The commitment to showing a heightened version of life as it is, with a splash of Dickensian showmanship, makes Seven Seconds stand out. In the spirit of Sidney Lumet’s cop corruption films — and TV shows that obviously learned from them, like The Wire and Show Me a Hero — Seven Seconds is shot in real locations. There are no stars, unless you count Regina King and Gretchen Mol (who appears in a small role as an attorney representing the police), and these are actors who are famous mainly for being able to blend in to whatever woodwork happens to surround them. The shock of seeing so many plausibly real-seeming people wandering through real settings amplifies emotions that would’ve been wrenching even if they’d been expressed in a glossy, Hollywood manner.

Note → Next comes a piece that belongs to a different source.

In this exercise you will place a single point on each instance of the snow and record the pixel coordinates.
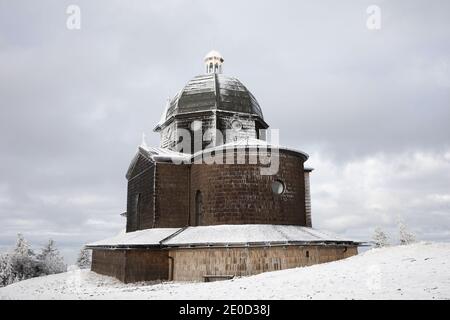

King, in particular, is staggeringly powerful here, portraying a woman whose faith in God, her marriage, and her family are all upended by the loss of her son. The scene where she chastises her minister and rejects his faith is so raw that you feel as if you shouldn’t be watching it. “I was in a church singing His praises when my son was in a ditch,” she says. “I’m done praying to a God who answers a murderer over a mother.” Nearly as impressive, and sneakily so, is Knapp as Peter Jablonski, a performance so lived-in that if you’d told me he was a cop who’d never acted before but was cast because he was so comfortable on camera, I might have believed it. He captures the specific torment of a man who was raised in a macho culture and has no language with which to describe his feelings going through an existential crisis. Peter plainly sees what he has to do in order to live with himself, but can’t seem to do it. Knapp never asks us to sympathize with the character, just to see him as a weak, screwed-up, self-serving human being.

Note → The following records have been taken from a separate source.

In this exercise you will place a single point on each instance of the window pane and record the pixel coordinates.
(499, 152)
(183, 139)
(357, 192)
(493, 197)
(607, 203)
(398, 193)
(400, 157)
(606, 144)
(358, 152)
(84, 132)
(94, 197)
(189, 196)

Although the story does build to something like catharsis, with shreds of hope, it’s not an “all’s well that ends well” finale, because we’ve seen during the preceding nine hours how broken the system is, and we’ve watched so many of its participants covering their asses because honoring the letter or spirit of the law might take away their comfort. It’s rare to see a story of this type that acknowledges how insular, clubby, and easily corrupted the sad remains of American civic government can be.

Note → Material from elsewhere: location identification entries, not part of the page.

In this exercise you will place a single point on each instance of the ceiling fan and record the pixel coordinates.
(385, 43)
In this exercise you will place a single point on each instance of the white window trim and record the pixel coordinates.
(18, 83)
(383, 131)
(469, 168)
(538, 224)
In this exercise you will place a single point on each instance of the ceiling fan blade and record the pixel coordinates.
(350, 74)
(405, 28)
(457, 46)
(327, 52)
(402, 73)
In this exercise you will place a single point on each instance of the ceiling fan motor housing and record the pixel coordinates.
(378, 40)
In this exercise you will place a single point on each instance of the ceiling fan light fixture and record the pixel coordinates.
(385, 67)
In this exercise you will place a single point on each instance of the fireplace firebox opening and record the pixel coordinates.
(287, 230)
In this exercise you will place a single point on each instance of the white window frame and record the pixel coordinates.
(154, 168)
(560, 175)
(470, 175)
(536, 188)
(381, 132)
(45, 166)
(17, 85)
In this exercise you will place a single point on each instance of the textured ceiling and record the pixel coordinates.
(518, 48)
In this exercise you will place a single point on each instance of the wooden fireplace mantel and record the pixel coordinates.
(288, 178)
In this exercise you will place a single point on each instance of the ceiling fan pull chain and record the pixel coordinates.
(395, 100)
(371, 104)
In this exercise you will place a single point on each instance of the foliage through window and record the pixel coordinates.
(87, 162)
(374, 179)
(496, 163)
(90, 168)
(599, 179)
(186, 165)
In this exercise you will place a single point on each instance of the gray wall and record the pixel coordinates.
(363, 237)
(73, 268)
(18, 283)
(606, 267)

The phrase “depraved indifference” shows up during a courtroom scene. The term describes people so lacking in regard for the lives of others that they merit the same punishment as those who intentionally cause harm, and it resonates backward throughout the whole story. The sight of Peter and his wife Marie (Michelle Veintimilla) doting on their newborn child is already sickening because we saw what happened before Peter arrived at the hospital. As Seven Seconds goes on, and Marie learns the truth but fails to hold Peter accountable, their scenes become nauseating and ultimately obscene. But Seven Seconds is adamant that while it’s impossible to make a bad situation good, it is possible to make it right, if one is wiling to be honest and accept punishment. It’s only at the very end that we realize that the main story, the prosecution of four men who covered up a teenager’s death, is a distillation of the challenges facing a nation that has gotten way too comfortable with moral, legal, and political failure, and has adopted depraved indifference as way of life.